The Danish hall at this year’s Venice Architecture Biennale marks the collaboration between the international design studios BIG, Praksis Arckitecter, CITA and Vandkunsten, which are responsible for the four selected projects installed inside and outside the hall. Each project addresses a specific topic relevant to future development and innovation, including construction, identity, mobility and new tools. The imposing installation by CITA (Center for Information Technology and Architecture, the research centre of the Royal Danish Academy of Fine Arts in Copenhagen) at the entrance to the hall illustrates the potential for the development of new, digital interdisciplinary design and construction methods.

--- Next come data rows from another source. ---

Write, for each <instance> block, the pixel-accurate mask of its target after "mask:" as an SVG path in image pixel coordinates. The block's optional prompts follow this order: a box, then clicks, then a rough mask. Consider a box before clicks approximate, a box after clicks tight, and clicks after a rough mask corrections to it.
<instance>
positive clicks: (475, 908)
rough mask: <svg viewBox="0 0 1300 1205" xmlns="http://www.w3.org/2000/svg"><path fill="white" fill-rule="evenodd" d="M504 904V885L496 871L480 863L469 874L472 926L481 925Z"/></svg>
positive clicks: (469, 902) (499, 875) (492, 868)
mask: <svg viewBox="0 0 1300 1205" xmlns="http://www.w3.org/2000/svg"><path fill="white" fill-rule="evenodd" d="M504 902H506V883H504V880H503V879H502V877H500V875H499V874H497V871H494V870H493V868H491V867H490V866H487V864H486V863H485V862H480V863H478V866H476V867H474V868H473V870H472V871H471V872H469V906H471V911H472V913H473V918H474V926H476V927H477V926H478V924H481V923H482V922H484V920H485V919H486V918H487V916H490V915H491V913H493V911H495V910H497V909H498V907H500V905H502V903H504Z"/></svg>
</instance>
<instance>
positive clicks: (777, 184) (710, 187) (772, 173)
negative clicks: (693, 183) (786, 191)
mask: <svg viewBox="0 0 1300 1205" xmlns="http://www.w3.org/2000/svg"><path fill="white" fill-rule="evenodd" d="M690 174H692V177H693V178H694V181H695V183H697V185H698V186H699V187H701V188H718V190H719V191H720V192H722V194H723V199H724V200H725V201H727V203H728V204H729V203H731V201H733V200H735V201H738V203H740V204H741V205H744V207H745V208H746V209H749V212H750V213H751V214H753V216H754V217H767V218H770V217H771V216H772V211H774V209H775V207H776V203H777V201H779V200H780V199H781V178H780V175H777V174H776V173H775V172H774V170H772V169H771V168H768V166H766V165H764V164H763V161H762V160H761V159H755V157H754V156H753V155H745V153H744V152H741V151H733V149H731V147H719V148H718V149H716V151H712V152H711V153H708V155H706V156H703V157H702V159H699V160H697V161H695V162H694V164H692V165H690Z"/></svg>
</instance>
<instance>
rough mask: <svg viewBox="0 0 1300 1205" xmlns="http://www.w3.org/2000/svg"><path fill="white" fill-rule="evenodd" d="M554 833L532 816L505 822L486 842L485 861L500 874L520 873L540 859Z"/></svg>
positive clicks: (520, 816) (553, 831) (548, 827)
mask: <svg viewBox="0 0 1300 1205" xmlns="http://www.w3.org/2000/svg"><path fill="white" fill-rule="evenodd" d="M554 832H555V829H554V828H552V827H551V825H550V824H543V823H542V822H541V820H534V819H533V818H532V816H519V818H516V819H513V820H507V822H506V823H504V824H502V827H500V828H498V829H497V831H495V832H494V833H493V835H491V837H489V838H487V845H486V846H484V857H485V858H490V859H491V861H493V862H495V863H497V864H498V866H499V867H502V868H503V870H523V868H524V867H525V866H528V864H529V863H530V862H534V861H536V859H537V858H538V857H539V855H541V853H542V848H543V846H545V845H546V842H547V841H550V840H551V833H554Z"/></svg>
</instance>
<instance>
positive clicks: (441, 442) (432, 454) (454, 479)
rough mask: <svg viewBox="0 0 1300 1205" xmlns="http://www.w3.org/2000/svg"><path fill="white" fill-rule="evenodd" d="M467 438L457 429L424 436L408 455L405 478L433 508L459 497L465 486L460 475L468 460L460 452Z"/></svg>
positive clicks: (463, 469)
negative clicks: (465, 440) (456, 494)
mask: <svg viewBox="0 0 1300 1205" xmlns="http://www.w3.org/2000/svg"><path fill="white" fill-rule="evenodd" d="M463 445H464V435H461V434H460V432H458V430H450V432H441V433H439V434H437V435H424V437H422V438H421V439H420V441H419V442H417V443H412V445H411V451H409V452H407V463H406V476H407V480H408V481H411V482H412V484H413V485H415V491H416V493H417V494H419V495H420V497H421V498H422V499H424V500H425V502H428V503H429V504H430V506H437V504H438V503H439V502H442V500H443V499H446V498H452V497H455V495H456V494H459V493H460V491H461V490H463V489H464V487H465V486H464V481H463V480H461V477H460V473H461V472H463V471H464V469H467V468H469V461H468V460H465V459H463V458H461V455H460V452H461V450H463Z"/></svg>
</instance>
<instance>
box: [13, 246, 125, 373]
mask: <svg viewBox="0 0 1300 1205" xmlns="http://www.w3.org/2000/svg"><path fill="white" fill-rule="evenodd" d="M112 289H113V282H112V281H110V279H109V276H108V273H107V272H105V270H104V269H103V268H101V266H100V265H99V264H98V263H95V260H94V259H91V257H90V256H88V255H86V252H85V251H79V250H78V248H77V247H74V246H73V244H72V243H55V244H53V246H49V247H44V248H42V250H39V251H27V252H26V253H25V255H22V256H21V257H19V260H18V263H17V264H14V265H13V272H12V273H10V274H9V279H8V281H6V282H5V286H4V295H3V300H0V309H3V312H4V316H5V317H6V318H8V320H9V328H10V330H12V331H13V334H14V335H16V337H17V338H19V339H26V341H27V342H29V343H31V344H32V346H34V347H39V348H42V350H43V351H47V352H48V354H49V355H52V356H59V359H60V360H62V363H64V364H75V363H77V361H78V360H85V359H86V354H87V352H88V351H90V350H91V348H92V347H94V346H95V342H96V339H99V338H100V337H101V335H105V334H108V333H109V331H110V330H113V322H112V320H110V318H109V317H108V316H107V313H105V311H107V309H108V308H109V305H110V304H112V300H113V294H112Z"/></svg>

The installation’s organic form envelops part of the neoclassical Danish pavilion, located in the gardens. Made up of custom-made fabrics reinforced with fiberglass bars, the system is an elaborate tent-like structure, whose translucent fabric and fiberglass rods bend, as a result of  tension and compression loading, to embrace the central corridor of the hall and the various parts of its portico. Although this parasite installation is dependent on the hall, it is nevertheless possible to envisage its application in other settings, where it might be given permanent foundations, or become part of an integrated façade system. The fact that each textile panel contributing to the organic form is unique can be taken as an allusion to the freedom offered by computational modelling — the input variables can be moved according to the given context, allowing the generation of infinite iterations. The name of the project, Isotropia, is a reference to the balance between the structure, the material and the site conditions. Isotropia was created using a new software tool, K2 engineering, which makes it possible to design, forecast, analyse and refine the performance of materials, reducing the inefficiencies encountered when using traditional construction methods. Traditional tools involve labour-intensive manual prototyping and iterative structural calculation, with analysis deferred to the final stages. Instead, by using modelling systems from the outset, it is possible to integrate structural and material analysis into the initial design process, thereby opening the way for architecture in which material behaviours are understood, and this understanding is actively applied (B. Wells, Arcspace, 2018).

Digital technologies have rapidly and radically altered our ability to conceptualise, design and manufacture materials and forms, and they therefore offer many possibilities for material and architectural innovation. But this process also demands a fluidity that is difficult to marry with the rigid structures of this field, and its tendency to assign new tools to specific actors and specific work phases. What will happen when digital tools challenge the players in the construction industry, encroaching on their territory, and when the various design and construction stages start to merge and become less well defined? What new innovation opportunities will emerge once architectural thinking enters into symbiosis with computational modelling and material manufacturing?